Hinsichtlich des Versprechens von Labour-Chef Sir Keir Starmer, das Gesetz nach Beginn seiner Amtszeit auszusetzen, erklärte er: „Ich glaube, wenn wir darauf warten, dass Keir Starmer etwas für die Arbeiter tut, dann können wir lange warten!“

Die Zahl der Streik- und Protestteilnehmer wäre noch viel größer gewesen, wenn die Gewerkschaften versucht hätten, die ganze Arbeiterklasse gegen die Kriminalisierung von Streiks und die bisher größte Bedrohung für die demokratischen Rechte der Arbeiter zu mobilisieren. Mit den Streiks am Mittwoch beteiligten sich Arbeiter an den anhaltenden Demonstrationen für höhere Löhne und gegen Angriffe auf ihre Arbeitsbedingungen und Renten. Obwohl Hunderttausende von Pflegekräften und Sanitätern des National Health Service in den letzten Wochen gestreikt hatten, sorgten die Gewerkschaften des Gesundheitswesens dafür, dass an den Aktionen am Mittwoch kein einziger Beschäftigter des NHS teilnahm.

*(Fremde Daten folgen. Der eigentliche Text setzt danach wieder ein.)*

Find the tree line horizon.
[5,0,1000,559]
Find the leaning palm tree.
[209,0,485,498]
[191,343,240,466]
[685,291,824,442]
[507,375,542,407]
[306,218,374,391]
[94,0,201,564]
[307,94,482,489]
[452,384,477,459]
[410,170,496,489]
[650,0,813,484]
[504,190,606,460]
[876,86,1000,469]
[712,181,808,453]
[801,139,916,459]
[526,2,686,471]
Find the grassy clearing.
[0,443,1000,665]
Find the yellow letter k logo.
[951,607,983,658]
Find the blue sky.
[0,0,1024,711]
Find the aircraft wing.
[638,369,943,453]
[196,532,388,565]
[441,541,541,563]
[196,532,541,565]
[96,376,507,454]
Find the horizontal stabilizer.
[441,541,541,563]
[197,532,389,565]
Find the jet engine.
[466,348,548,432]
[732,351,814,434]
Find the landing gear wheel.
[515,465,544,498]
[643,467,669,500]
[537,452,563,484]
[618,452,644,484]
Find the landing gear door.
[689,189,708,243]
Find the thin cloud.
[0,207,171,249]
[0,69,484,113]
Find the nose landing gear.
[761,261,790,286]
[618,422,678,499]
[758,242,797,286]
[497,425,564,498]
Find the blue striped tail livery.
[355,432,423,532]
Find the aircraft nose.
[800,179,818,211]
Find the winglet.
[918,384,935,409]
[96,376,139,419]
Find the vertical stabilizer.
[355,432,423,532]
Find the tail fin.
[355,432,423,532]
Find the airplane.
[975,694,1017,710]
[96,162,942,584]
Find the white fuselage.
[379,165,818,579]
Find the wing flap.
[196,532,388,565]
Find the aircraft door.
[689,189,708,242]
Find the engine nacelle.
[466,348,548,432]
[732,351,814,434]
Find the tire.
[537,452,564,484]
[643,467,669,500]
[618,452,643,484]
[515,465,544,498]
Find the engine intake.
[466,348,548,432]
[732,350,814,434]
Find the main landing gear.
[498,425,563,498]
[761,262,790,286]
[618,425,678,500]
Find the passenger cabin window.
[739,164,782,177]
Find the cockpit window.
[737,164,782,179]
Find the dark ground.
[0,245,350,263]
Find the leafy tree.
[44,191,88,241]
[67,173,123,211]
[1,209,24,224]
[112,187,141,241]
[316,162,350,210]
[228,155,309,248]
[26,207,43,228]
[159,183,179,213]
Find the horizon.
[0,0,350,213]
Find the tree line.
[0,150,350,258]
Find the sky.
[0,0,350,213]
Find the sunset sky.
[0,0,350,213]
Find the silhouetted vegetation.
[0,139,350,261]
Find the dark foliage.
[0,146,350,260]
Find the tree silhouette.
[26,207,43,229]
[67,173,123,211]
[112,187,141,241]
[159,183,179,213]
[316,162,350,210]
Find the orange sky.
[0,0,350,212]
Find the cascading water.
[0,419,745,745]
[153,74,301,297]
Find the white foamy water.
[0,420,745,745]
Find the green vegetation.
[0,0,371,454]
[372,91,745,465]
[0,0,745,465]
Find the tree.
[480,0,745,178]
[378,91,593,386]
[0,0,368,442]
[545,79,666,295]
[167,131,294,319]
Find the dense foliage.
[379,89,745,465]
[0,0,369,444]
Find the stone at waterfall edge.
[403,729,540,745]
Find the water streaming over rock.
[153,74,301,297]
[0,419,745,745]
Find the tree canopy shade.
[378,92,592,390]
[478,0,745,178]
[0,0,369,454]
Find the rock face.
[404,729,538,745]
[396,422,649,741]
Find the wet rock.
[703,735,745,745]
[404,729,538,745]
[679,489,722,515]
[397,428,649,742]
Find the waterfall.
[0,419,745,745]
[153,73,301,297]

Das Streikgesetz wurde am 10. Januar dem Parlament vorgelegt, passierte am 16. und 30. Januar die zweite und dritte Lesung, ohne dass die Gewerkschaften auch nur einmal zu einem Streik aufriefen. Jetzt wird es im House of Lords debattiert, wo am Dienstag die erste Lesung stattfindet.

Der TUC versuchte, den Widerstand gegen das Gesetz so gering wie möglich zu halten. Einige seiner Veranstaltungen zum „Schutz des Streikrechts“ fanden sogar in Pubs statt!

Die Gewerkschaftsbürokratie unterdrückt den Klassenkampf und hat entsprechend auch die Kampagne gegen das Streikgesetz darauf begrenzt, Abgeordnete der Tories und aller anderen Parteien aufzufordern, dagegen zu stimmen. Zu diesem Zweck hat TUC-Chef Paul Nowak der Regierung zum Schluss der Kundgebung eine Petition gegen das Streikgesetz vorgelegt.

Statt zu weiteren Arbeitskämpfen aufzurufen, bettelten die Gewerkschaftsführer die Regierung an, einem „vernünftigen“ Lohnabschluss unterhalb der Inflationsrate zuzustimmen, den sie ihren Mitgliedern als Erfolg verkaufen könnten. Einen Tag nachdem die NEU mit der Regierung verhandelt hatte, um die Streiks am Mittwoch in letzter Minute abzusagen, veröffentlichten ihre gemeinsamen Generalsekretäre Mary Bousted und Kevin Courtney den wenig aufrüttelnden Aufruf: „Heute sagen wir der Bildungsministerin Bescheid. Sie hat bis zum nächsten Streiktag für England am 28. Februar [in einem Monat!] Zeit, ihre Haltung zu ändern.“

RMT-Chef Mick Lynch hielt eine seiner üblichen demagogischen Reden: „Wir sind die Arbeiterklasse, und wir sind zurück.“ Dabei hatte er zuvor zugestimmt, seinen 40.000 Mitgliedern einen faulen Ausverkauf vorzulegen, mit dem er den Streik beenden wollte.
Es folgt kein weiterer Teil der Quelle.